Ductus Stenonis and the exocrine glands.
By Hans Kermit
Steensen’s first anatomical discovery was made at the age of 22 while a student in Amsterdam.
…in the first sheep’s head I bought and dissected myself I found a passage which, so far as I was aware, no-one had previously described. At first I thought I would dissect the brain and so I’d removed the outer tissue when suddenly I got the idea of first examining the ducts which ran through the mouth. I, therefore, conducted a probe through the tissues in order to examine the course of the veins and arteries. Suddenly I discovered that the tip of the probe…was moving freely inside a capacious cavity. When I pushed the probe further down I could hear that it was coming up against the teeth.
This was the discovery of the parotid gland, or ductus stenonianus. Not only did Steensen discover the parotid gland, he recognized it for what it was: a gland that supplied saliva to the mouth.

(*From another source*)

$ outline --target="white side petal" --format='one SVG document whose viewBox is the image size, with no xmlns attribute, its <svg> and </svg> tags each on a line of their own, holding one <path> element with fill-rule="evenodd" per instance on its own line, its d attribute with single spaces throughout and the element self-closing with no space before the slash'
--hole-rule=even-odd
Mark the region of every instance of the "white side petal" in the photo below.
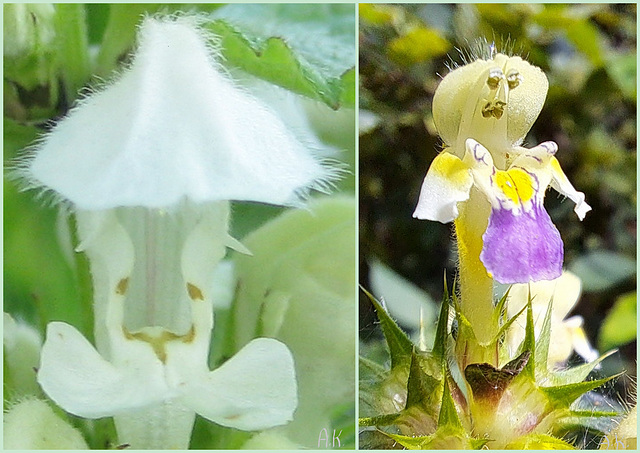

Steensen was the first to understand thoroughly the role of the glands. In many cases the task of glandular excretions is to ensure a frictionless movement between different issues in the organism. He wrote in an essay that, “the most ingenious of mechanics” lubricates the eye with tears just like an ordinary mechanic lubricates an axle with oil.
Stensen was taken by the thought that wherever moisture exists on the human body it must be the result of glandular secretions. He began, therefore, to look for glands on those parts of the body which are normally moist. Steensen’s discoveries were published in a book entitled Observations on muscles and glands. Steensen’s discoveries were accepted relatively quickly by his contemporaries and made him a famous man. Steensen had, in fact, mapped out most of the human body’s exocrine glands…and in most cases had also explained their specific role.